Во взгляде Кюдзо стынет затравленное выражение, словно ему на шею посадили ядовитого паука или гадюку. Предчувствие не обманывает – пальцы резко сжимаются. Рассчитанным движением, причиняя ощутимую боль. Так, что Кюдзо с хрипом пытается втянуть воздух. Камбей жестко усмехается и отпускает.
- Я узнал все, что хотел…
В голосе - снисходительность, на лице - бессменная маска приличия.
- Первая ошибка. Доверять кому бы то ни было свое горло. Подставить зад и глотку – это разное…
Слова звучат, словно пощечина. Только гораздо больнее и унизительнее. Сэнсей был щедр на подобное. И вот он мертв... Бледное как смерть лицо вспыхивает пятнами.

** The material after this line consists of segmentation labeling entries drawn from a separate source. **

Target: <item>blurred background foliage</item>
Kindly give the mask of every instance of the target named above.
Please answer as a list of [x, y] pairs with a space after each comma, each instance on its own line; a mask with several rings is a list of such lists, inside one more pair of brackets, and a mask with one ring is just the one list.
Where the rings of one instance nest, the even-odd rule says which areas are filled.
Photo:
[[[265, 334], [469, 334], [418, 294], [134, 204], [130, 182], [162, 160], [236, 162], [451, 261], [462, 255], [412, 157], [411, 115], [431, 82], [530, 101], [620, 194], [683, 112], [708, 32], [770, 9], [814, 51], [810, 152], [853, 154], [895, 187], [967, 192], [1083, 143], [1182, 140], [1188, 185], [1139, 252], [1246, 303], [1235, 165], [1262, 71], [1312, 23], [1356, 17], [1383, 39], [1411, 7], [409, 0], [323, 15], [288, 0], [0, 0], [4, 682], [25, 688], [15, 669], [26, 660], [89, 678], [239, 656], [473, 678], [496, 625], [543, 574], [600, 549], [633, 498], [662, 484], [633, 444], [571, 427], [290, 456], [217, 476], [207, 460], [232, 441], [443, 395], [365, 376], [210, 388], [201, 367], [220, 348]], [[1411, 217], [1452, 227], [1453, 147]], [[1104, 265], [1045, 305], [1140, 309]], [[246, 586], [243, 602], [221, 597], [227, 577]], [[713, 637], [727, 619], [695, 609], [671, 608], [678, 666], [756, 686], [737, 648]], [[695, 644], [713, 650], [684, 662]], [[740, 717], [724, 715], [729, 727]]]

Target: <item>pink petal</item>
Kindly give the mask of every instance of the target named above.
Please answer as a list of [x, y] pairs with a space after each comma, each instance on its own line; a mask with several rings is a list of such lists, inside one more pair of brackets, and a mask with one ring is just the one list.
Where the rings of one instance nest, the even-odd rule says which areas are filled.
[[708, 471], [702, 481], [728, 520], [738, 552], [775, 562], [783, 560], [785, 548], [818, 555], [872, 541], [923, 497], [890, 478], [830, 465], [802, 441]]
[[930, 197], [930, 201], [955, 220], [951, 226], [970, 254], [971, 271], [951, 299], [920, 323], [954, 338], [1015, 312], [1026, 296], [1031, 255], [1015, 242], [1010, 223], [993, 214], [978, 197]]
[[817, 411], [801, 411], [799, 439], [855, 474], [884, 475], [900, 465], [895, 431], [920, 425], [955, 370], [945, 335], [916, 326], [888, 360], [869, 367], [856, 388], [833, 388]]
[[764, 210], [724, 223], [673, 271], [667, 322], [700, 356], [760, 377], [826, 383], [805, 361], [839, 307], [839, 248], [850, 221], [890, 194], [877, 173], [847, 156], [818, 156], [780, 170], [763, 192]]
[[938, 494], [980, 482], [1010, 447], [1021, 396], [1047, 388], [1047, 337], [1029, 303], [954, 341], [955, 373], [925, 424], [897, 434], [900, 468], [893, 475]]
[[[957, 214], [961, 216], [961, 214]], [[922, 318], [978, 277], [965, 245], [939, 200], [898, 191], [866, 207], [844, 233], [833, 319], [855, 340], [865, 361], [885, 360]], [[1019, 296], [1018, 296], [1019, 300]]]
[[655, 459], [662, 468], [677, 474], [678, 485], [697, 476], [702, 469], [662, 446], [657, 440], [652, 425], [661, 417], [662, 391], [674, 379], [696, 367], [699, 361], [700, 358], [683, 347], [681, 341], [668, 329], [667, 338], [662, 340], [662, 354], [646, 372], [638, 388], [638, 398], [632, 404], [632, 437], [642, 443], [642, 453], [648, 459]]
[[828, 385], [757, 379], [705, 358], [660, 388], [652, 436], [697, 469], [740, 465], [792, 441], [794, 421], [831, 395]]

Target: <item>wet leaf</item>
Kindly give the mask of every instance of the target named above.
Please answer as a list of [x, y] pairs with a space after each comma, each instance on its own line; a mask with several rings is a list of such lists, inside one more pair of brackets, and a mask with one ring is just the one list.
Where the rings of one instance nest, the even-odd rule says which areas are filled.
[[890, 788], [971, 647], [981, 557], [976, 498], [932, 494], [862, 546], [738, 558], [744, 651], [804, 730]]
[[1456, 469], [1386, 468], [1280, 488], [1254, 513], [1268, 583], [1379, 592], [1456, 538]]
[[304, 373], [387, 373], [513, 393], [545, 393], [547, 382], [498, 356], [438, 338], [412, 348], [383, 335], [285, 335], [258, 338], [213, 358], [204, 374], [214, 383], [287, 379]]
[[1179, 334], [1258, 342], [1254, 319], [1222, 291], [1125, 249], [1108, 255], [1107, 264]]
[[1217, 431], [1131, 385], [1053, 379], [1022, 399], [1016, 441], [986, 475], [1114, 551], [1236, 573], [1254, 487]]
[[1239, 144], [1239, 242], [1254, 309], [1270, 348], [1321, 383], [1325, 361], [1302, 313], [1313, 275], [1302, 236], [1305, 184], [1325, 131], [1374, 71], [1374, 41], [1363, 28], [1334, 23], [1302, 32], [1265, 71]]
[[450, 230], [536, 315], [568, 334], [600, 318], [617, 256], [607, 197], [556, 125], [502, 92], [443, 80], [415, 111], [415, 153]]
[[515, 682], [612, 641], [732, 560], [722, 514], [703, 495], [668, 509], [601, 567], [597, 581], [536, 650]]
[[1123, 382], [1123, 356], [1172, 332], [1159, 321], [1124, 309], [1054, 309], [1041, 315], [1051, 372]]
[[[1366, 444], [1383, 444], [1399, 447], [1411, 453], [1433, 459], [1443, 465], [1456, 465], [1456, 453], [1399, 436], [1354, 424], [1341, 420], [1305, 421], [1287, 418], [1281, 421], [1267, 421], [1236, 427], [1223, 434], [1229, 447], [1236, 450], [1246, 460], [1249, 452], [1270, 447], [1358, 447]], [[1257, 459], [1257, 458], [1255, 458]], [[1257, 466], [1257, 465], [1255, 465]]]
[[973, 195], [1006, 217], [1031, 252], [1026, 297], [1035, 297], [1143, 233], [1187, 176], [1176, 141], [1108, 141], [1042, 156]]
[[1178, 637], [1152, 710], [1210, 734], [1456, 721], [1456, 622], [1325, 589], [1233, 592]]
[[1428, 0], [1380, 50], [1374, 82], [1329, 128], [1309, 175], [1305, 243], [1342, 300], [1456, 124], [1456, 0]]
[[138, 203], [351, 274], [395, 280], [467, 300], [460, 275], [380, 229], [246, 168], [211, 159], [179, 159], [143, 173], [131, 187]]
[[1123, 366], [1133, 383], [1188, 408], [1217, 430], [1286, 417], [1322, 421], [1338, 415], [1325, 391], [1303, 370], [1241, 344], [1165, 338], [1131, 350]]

Унижение тонет в ярости, ярость пенится в приливах унижения. Кюдзо как никогда готов убить.
- Второе… Не торопись заплатить любую цену. Это погубило многих, запомни это...
Подобрав перчатки, Камбей оборачивается. В его словах нет ни насмешки ни жалости:
- И еще. Мертвые должны оставаться в могилах. Сотри из взгляда тень своего учителя.

4

Уже одевшись, и навешивая перевязь с катанами, Кюдзо задумчиво смотрит в ту сторону, куда только что скрылся Семада.
Не выигравший ни одного сражения… Уголок рта Кюдзо кривится в слабой презрительной усмешке. Не удивительно…
Он убедился: сэнсэи у которых на дне глаз ледяная пустыня, а на острие меча  - деления весов, одинаковы.
Нет сомнения, Камбей, точь в точь как его учитель, постиг искусство уничтожения до тла. Не признавая слабостей, они оба из тех, кто идут к цели, не щадя ни друзей ни врагов. Их цели облачены в благородство… Только кому на мертвых, выжженных ими просторах, вспоминать эту доблесть?
Они – самураи, но у каждого свой путь. Ему не нужны эфемерные истины. Ему нужен поединок. Искусство, музыка стали бьющейся о сталь. Это единственное, что, не кривя душой, сумел бы подарить ему Семада Камбей…
Нет, он - такой же сеятель и жнец своих ошибок, никому не судья. Он выполнит свою часть договора, Камбей – свою.
В их призвании - их проклятие. На этих жерновах одной смертью больше, одной меньше - не важно.
Наступит час, и судьба одинаково всех настигнет. Тогда, подобно многим другим, их души будут отданы в Мейфу. Без разбора. Ни за что.